Grazie all’analisi di oltre cento piccoli pazienti seguiti al Gaslini, i ricercatori hanno individuato segnali clinici specifici – come la durata delle febbri di alcuni giorni, l’assenza di fattori scatenanti evidenti, la frequente presenza di dolori muscolari e l’assenza di infiammazione delle tonsille – che aiutano a distinguere la SURF da altre forme di febbre periodica, come la sindrome delle tonsilliti febbrili ricorrenti (PFAPA).
Molti bambini arrivano al Gaslini dopo un lungo percorso di visite, esami e attese, senza una diagnosi chiara. Le febbri periodiche di origine sconosciuta possono infatti assomigliare a diverse malattie, sia infettive che genetiche, e ciò rende difficile capirne la causa. “Il nostro obiettivo è aiutare i bambini e le loro famiglie ad ottenere una diagnosi più rapida e trattamenti più mirati, evitando anni di incertezza”, ha spiegato il dr. Gattorno. “Questo studio ci permette di riconoscere con maggiore precisione una condizione ancora poco conosciuta, offrendo nuovi strumenti ai medici sia in Italia che all’estero”.

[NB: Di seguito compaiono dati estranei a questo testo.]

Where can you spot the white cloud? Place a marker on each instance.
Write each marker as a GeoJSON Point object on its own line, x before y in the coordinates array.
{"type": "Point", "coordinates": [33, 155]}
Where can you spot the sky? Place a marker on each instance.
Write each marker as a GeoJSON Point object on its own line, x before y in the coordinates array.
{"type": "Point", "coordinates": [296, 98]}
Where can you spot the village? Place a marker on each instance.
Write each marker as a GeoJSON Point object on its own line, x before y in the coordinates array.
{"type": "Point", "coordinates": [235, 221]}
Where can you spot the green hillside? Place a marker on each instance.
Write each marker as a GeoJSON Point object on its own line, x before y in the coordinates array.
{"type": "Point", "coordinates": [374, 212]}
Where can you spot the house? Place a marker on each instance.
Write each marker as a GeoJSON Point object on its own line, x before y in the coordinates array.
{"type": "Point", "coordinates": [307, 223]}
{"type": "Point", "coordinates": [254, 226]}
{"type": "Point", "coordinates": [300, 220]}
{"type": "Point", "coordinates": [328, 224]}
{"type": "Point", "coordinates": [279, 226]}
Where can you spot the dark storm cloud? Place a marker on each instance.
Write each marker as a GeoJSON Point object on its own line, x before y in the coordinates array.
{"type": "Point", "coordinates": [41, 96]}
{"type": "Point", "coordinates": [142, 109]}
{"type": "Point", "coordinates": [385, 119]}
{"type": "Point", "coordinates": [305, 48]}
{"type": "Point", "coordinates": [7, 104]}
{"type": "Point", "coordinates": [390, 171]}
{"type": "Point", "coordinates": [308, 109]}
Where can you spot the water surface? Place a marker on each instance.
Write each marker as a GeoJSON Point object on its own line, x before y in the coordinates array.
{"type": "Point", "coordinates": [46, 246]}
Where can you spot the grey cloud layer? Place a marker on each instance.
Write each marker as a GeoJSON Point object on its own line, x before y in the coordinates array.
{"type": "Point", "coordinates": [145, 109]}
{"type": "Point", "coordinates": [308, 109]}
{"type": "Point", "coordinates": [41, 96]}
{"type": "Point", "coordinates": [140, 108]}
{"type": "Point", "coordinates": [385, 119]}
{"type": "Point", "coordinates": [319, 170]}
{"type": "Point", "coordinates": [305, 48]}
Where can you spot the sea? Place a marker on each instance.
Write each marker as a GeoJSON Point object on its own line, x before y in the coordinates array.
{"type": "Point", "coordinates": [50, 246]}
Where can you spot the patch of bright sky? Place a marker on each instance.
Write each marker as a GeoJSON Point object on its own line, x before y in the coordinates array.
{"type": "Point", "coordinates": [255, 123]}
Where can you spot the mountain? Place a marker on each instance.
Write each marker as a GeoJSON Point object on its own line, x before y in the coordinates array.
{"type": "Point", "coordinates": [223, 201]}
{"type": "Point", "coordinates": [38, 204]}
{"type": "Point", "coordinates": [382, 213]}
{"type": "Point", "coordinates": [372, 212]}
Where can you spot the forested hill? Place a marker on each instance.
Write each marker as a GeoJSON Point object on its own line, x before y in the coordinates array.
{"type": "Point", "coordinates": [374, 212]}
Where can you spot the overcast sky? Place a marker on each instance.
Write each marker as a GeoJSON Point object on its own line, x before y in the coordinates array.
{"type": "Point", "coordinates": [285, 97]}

I nuovi criteri clinici sviluppati dal Gaslini sono stati testati anche su bambini seguiti in centri specialistici in altri Paesi europei, mostrando risultati molto promettenti. Il prossimo passo sarà un grande studio internazionale per definire criteri ufficiali e condivisi. “Il Gaslini rafforza così la sua missione: rappresentare un punto di riferimento nazionale e internazionale per la diagnosi e la cura delle malattie reumatiche e autoinfiammatorie dell’età pediatrica, offrendo, attraverso la ricerca, risposte rapide e concrete a famiglie spesso costrette a lunghi e infruttuosi percorsi diagnostici”, ha dichiarato il direttore scientifico, prof. Angelo Ravelli.

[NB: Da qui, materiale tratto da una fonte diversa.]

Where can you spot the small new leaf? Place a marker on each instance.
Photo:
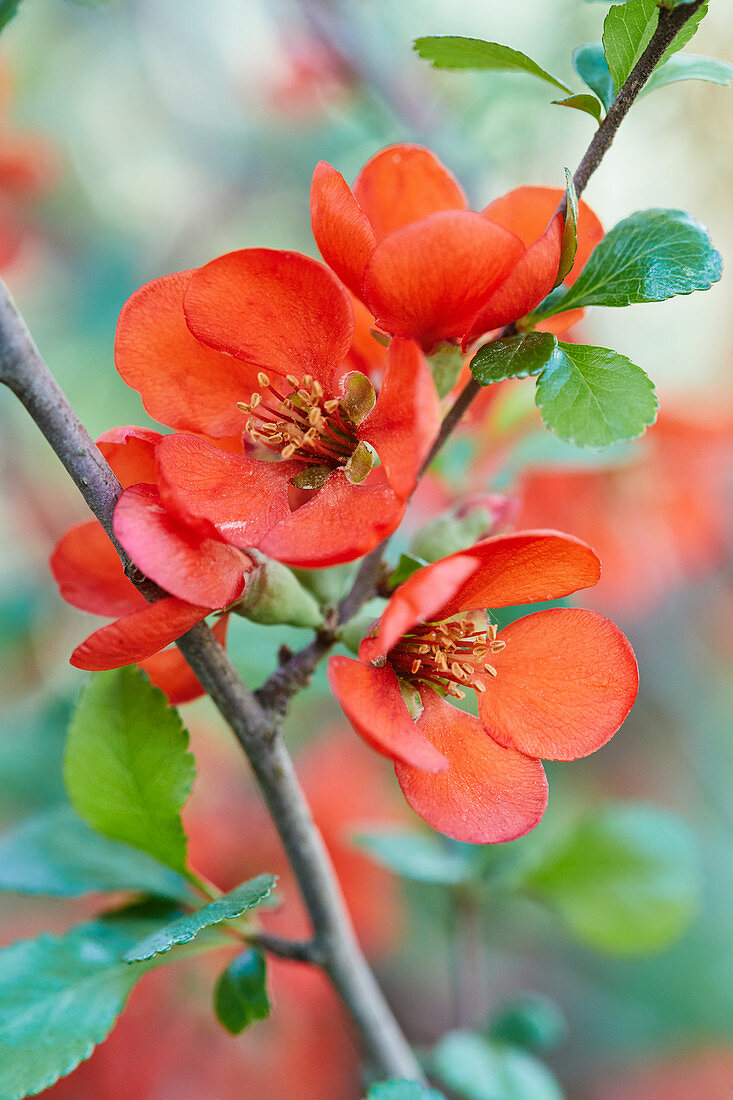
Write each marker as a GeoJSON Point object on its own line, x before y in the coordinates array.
{"type": "Point", "coordinates": [594, 396]}
{"type": "Point", "coordinates": [240, 994]}
{"type": "Point", "coordinates": [185, 928]}
{"type": "Point", "coordinates": [127, 767]}
{"type": "Point", "coordinates": [455, 52]}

L’Unità di Reumatologia del Gaslini è considerata tra le più autorevoli in Europa nello studio delle malattie reumatiche dell’infanzia e delle cosiddette malattie autoinfiammatorie, un gruppo di patologie rare in cui il sistema immunitario si attiva “da solo”, provocando febbre e segni infiammatori in diversi organi e tessuti. L'ospedale genovese è il centro coordinatore di numerosi progetti nazionali e internazionali su queste malattie, come il registro internazionale Eurofever, e collabora con oltre 50 istituzioni nel mondo per migliorare l’approccio diagnostico e le cure dei bambini affetti.